哎呀,不好,我想上WC,这可怎么办啊?当着那么多人我尿不出来。

古书上说得好:“戒急用忍”。我决定先忍着。

但人生有三急,尿急为先。在经过一波一波的饱和攻击后,我的自信心渐渐丧失。

我拟定了一个逃跑计划:趁他们背向我的时候,溜下树去,藏在树后,再抓住时机,冲出大门。这里的难点是如何冲出门去。树离门大概有20米左右,以我13秒/百米的速度来看,三秒钟就够了。他们每次转身,再转过来大概要四秒钟的时间,理论上我完全有机会冲出去。

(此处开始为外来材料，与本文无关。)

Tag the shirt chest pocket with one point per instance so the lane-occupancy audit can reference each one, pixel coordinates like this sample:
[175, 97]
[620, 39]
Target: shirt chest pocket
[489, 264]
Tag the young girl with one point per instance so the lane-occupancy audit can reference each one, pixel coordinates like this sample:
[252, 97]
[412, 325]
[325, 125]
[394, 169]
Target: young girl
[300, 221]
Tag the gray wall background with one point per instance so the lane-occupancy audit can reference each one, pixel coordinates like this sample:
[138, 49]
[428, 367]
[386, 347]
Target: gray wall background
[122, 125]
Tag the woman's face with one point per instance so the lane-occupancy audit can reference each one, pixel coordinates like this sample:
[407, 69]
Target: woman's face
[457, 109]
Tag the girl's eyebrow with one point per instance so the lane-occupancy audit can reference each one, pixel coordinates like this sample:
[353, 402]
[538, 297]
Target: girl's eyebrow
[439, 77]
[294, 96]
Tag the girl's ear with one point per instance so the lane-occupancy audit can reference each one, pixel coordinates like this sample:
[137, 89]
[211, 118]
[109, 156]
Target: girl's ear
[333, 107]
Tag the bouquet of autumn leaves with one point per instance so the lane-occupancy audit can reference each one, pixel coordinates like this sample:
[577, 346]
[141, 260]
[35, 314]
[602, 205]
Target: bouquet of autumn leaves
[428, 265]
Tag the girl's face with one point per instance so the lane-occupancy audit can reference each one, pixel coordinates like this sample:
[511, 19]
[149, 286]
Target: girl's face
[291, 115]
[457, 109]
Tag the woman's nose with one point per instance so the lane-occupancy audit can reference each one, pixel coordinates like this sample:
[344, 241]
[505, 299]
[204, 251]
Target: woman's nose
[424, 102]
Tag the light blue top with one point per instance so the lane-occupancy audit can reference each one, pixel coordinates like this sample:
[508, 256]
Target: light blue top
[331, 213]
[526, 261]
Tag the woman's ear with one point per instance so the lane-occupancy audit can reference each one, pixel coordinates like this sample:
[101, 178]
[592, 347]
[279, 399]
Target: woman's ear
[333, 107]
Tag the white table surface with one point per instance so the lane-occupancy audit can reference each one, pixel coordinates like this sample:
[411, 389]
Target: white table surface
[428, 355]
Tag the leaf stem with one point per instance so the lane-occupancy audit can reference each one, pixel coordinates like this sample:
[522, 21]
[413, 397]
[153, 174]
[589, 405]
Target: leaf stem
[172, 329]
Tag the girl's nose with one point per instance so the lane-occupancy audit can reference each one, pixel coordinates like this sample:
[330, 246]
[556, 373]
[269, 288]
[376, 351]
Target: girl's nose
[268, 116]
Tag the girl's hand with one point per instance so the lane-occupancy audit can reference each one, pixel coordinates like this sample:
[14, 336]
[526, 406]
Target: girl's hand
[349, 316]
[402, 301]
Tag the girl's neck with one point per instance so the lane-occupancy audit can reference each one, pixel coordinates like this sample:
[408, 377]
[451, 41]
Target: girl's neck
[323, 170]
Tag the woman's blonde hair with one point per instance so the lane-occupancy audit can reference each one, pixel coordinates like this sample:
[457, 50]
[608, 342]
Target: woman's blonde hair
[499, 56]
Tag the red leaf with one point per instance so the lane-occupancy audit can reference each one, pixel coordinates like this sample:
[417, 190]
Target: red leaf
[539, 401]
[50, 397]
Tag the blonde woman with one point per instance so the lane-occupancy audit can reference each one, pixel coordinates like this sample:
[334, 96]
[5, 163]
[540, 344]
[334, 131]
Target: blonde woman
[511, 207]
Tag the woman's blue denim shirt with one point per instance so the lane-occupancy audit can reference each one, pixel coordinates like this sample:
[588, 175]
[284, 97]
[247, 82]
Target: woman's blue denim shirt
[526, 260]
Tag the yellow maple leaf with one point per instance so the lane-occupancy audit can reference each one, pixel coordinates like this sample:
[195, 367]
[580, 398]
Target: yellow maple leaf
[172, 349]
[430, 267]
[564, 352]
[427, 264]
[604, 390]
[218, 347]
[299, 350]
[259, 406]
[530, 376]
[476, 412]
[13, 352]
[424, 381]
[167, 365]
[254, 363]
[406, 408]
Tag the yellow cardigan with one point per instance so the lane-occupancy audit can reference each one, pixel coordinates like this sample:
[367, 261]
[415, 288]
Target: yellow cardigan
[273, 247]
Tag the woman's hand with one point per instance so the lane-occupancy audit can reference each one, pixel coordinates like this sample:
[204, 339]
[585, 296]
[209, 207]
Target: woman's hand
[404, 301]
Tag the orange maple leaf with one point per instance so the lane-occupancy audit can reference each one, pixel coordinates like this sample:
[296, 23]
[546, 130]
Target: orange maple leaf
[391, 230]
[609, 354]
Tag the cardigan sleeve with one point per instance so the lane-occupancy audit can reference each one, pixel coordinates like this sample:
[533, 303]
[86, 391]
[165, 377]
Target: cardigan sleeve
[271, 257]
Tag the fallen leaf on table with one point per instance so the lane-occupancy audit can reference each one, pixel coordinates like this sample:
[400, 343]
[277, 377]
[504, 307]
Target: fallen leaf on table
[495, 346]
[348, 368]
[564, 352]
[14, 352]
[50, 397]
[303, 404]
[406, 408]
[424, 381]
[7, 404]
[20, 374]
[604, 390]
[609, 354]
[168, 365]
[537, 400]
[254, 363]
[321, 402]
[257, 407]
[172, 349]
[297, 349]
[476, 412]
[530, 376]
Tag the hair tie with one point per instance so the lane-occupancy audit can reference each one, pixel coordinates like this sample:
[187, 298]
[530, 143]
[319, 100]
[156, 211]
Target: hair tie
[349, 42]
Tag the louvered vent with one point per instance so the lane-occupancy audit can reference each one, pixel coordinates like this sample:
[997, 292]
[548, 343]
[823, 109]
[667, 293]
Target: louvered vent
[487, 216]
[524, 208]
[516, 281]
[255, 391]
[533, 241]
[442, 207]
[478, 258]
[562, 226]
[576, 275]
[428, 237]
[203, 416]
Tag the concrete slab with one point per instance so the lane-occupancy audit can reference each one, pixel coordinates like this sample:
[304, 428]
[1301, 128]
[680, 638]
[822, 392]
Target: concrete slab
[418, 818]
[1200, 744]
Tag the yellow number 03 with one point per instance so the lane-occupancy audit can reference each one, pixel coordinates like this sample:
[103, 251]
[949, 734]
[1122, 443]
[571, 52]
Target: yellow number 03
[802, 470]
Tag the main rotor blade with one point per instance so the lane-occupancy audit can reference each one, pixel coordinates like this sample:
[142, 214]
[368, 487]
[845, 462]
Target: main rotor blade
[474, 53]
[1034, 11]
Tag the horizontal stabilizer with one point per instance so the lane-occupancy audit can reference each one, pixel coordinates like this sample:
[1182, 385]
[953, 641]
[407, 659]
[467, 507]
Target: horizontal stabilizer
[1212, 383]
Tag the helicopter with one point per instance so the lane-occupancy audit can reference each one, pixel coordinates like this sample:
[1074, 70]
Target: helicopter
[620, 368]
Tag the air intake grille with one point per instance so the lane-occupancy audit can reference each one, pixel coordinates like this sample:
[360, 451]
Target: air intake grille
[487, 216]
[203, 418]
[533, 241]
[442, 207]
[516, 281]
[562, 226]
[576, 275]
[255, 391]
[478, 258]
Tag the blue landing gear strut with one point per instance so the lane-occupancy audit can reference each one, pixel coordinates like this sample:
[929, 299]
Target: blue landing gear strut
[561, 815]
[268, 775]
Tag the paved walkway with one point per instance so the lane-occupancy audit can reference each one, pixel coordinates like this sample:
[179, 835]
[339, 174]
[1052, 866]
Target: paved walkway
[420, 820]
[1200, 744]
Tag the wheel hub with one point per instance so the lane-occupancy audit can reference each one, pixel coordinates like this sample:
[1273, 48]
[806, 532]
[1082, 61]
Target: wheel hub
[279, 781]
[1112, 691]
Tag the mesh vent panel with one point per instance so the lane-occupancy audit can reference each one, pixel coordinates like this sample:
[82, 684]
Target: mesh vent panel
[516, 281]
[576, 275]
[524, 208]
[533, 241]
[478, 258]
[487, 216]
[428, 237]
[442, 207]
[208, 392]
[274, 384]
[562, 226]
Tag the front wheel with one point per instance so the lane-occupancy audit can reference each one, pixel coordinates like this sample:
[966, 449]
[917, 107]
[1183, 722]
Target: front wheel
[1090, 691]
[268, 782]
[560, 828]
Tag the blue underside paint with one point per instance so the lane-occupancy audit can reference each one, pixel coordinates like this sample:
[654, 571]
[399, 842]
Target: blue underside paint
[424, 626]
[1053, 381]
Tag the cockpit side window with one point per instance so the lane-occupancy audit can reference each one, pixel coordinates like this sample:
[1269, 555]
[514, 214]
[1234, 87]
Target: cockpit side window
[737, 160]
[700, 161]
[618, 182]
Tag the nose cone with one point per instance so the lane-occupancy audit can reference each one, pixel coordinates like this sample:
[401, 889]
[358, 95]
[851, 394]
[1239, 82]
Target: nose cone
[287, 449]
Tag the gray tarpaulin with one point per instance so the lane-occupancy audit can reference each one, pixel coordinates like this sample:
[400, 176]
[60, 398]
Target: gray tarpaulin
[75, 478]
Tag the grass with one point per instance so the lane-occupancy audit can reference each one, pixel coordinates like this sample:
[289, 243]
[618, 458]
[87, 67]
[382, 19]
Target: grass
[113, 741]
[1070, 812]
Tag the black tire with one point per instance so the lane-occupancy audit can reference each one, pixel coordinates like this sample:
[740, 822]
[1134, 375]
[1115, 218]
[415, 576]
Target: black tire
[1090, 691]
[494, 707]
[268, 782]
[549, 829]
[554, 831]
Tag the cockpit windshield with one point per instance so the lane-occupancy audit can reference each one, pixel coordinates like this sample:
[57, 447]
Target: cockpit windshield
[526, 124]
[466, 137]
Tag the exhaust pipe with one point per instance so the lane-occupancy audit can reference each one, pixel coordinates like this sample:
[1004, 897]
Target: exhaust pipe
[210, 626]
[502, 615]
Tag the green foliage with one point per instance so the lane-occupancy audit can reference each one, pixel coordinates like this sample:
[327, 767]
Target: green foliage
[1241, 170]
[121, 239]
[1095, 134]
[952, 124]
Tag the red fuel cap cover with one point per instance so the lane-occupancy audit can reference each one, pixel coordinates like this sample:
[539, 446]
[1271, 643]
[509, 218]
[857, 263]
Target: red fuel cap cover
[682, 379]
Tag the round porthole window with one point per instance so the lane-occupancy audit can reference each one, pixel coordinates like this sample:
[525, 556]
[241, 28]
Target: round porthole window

经过严谨而周密的计算,我决定开始行动。但是我忽略了一个最关键的因素。

二胡站在树下,听到头上有响动,抬起头来,看到两片屁股如乌云一般压将下来,他条件反射似的“啊”了一声。我一惊,手一松,直接掉了下来,坐到二胡头上。二胡承受不了这瞬间巨大的冲力,咕咚一下跪倒在地,“哎呀”一声晕了过去。

我的头刮过一个突起的树桩,又重重地砸在地上,顿时血流满面,眼冒金星,我也很没有创意的“哎呀”一声,不过没晕。

教官虽然身经百战,但这时也大是惊奇,嘴巴张得比脸盆还大。

学员们不愧为大学生,反应很快,又一次哄笑起来。

教官这次没叫大家闭嘴,而是背过身去,好一会儿才叫了三个人出来,把我和二胡弄到校医院去。

我知道教官一定是在笑——幸灾乐祸!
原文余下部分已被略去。